Archive for August, 2010

PA Pit Bull Attack Victims Often Victimized Twice

Posted on: August 29th, 2010       Attorney Thomas Newell

Seemingly every week we read about another pit bull attack in Pennsylvania that leaves the victim with serious injuries, including permanent facial scarring.  Unfortunately, Pennsylvania does not have any law that requires pit bull owners to carry insurance.  As a Pennsylvania dog bite attorney, I often find that pit bull owners who rent rarely pay for renters insurance.

Without renters insurance coverage there is no source of funds to pay for past, present and future medical bills.  Nor is there any compensation available for all of the pain and suffering endured by the pit bull attack victim.  In January of 2010, a 22 year-old woman was attacked by a pit bull that charged through the front door of an apartment on 6th Street in Lansdale, Pennsylvania.

The Bucks County PA dog bite victim was bitten on the face, lip and nose.  Plastic surgery was performed at Abington Hospital.  70 stitches were needed to close all the wounds.  As a PA dog bite lawyer, I was hired to represent the victim.  The pit bull owner was a young woman who did not have renters insurance.

The landlords did not live at the property and had no knowledge of any prior vicious propensities of the pit bull.  They correctly took the position that they were not responsible for the actions of their tenant’s dog.  Without insurance coverage there was no money available to pay for the personal injury claim.

Why not sue the renter individually?  In 2008, your PA dog bite attorney filed a lawsuit in Monroe County, Pennsylvania against a pit bull owner whose dog attacked a young boy.  While trying to escape, the boy fell and broke his hand.  The pit bull owner’s homeowners insurance policy lapsed before the attack.  Within days of the filing of the lawsuit, the dog owner filed for bankruptcy and the personal injury claim was eliminated through the bankruptcy court.  Without a change to the Pennsylvania Dog Law, PA dog bite victims will frequently be victimized twice.

If you have been injured in a PA dog bite attack, please contact Attorney Thomas Newell for a free home consultation at 800-980-4842 or online at Attorney Newell has been representing Pennsylvania personal injury victims since 1981.
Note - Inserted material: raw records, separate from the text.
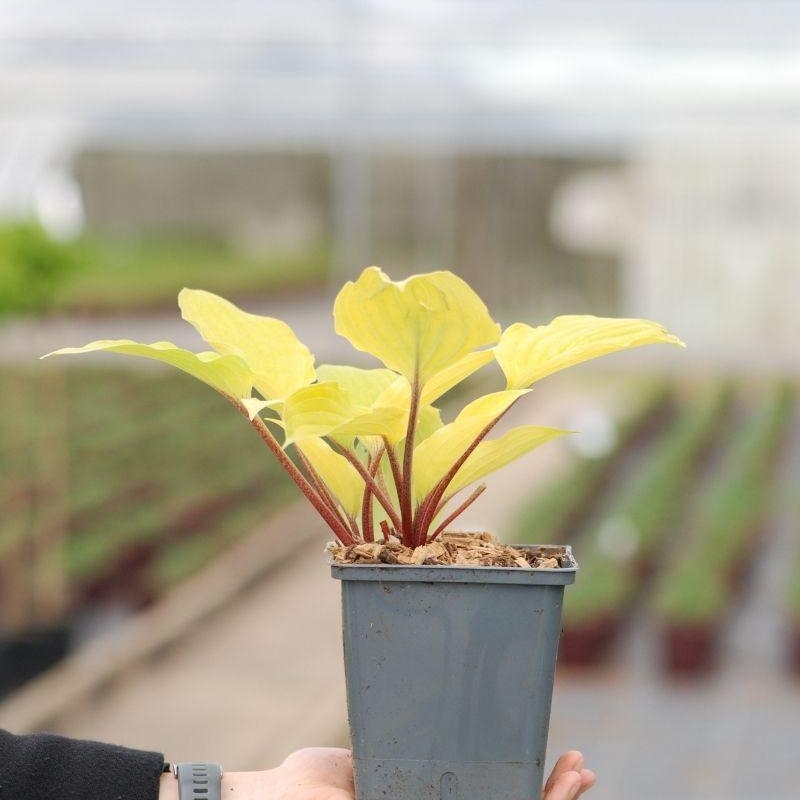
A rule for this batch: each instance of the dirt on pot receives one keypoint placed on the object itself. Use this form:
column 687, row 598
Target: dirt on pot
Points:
column 454, row 549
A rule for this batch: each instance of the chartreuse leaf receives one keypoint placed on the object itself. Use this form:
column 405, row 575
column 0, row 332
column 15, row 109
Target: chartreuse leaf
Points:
column 228, row 374
column 443, row 381
column 362, row 387
column 323, row 409
column 436, row 455
column 280, row 362
column 255, row 406
column 417, row 327
column 339, row 475
column 489, row 456
column 528, row 354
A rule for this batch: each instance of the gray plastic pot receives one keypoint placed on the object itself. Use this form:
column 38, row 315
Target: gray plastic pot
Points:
column 449, row 675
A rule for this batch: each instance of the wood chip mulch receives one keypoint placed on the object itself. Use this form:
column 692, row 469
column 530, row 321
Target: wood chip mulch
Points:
column 453, row 549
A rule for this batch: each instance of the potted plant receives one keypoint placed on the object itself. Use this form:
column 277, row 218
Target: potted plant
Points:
column 450, row 640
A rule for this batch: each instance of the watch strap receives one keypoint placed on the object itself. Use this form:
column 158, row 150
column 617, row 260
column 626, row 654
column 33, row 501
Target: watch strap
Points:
column 198, row 780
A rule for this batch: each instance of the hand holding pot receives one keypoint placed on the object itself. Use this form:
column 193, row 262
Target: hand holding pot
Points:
column 326, row 773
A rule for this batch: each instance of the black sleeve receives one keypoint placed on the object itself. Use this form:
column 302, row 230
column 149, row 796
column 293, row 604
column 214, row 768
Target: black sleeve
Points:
column 42, row 766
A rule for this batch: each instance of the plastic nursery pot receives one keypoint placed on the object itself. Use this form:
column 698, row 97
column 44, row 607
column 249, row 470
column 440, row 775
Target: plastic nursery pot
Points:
column 690, row 649
column 449, row 673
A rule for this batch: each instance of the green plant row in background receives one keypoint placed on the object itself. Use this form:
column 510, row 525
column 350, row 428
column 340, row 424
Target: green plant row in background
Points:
column 140, row 463
column 723, row 534
column 101, row 274
column 554, row 514
column 619, row 551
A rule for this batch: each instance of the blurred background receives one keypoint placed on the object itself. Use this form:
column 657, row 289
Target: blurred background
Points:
column 606, row 157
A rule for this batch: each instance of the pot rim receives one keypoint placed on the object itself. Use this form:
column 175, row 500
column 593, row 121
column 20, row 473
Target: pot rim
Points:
column 459, row 573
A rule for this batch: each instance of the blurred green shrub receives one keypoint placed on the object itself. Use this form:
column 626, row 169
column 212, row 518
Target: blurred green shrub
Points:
column 32, row 267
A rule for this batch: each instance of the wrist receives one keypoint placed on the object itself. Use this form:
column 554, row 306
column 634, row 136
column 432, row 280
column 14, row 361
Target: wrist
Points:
column 168, row 787
column 256, row 785
column 236, row 785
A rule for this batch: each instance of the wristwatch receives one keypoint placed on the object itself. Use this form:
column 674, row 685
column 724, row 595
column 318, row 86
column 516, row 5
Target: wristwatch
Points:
column 197, row 780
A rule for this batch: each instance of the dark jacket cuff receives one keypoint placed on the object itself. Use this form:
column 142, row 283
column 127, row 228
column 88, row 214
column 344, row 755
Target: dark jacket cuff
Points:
column 46, row 766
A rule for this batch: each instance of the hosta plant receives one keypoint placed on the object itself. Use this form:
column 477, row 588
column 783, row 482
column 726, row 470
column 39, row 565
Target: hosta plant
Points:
column 371, row 451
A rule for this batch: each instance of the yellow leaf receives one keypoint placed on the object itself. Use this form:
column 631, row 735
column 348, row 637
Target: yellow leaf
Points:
column 228, row 374
column 361, row 386
column 324, row 410
column 417, row 327
column 528, row 354
column 339, row 475
column 254, row 406
column 279, row 361
column 489, row 456
column 435, row 456
column 451, row 376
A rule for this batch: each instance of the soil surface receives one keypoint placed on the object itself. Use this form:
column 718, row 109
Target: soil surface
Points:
column 454, row 549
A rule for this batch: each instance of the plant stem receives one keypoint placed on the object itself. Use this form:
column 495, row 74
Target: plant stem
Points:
column 325, row 494
column 427, row 511
column 366, row 503
column 460, row 510
column 380, row 496
column 406, row 510
column 333, row 522
column 397, row 476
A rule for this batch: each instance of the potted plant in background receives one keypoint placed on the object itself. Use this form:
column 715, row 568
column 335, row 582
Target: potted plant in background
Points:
column 450, row 639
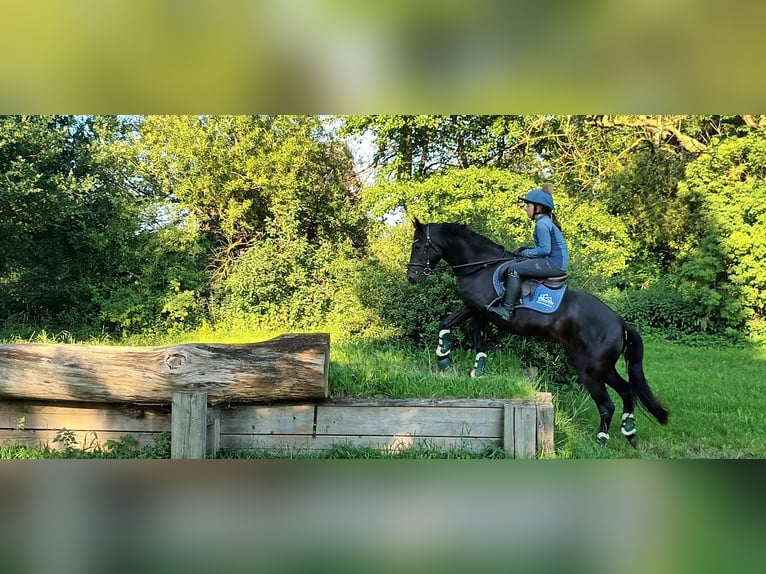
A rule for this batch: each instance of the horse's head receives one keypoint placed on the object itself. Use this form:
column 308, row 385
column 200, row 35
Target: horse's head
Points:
column 424, row 255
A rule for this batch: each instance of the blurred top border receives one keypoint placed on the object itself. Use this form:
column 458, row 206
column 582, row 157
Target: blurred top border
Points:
column 343, row 57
Route 33 Car Accident Fatalities Continue

Posted on: August 29th, 2010       Attorney Thomas Newell

The Summer of 2010 has seen one fatal car accident after another on Rt. 33 in Monroe County PA.  Your Pennsylvania car crash attorney has reviewed the many newspaper accounts of these car wrecks and has identified 3 characteristics of the fatal accidents:  excessive speed, driver inattentiveness and/or driver inexperience.

On June 24, 2010, a tractor-trailer driver drove into the rear of a Mini-Cooper stopped at the intersection of Route 209/Route 33 and Shafers Schoolhouse Road in Stroud Township.  The driver of the subcompact was killed instantly.  The truck driver was charged with multiple crimes – including homicide by vehicle.

The next day, an Easton PA driver died in a multi-car accident on Route 33 between the Lehighton and Saylorsburg exits.  As reported in the Morning Call, the Northampton County driver veered from the northbound travel lanes of Rt. 33 into the southbound lanes.  Initially she hit a truck, then crashed into a SUV head-on.

Unfortunately, your PA auto accident lawyer must note that a July 5, 2010 crash took the life of another driver on Route 33 and injured nearly a dozen others.  As described in the Pocono Record, a tractor-trailer driving south on Rt. 33 veered over the median and struck a car going northbound.  That driver was killed.  Soon thereafter, a van with 12 occupants then slammed into the tractor-trailer with all of its occupants suffering injuries.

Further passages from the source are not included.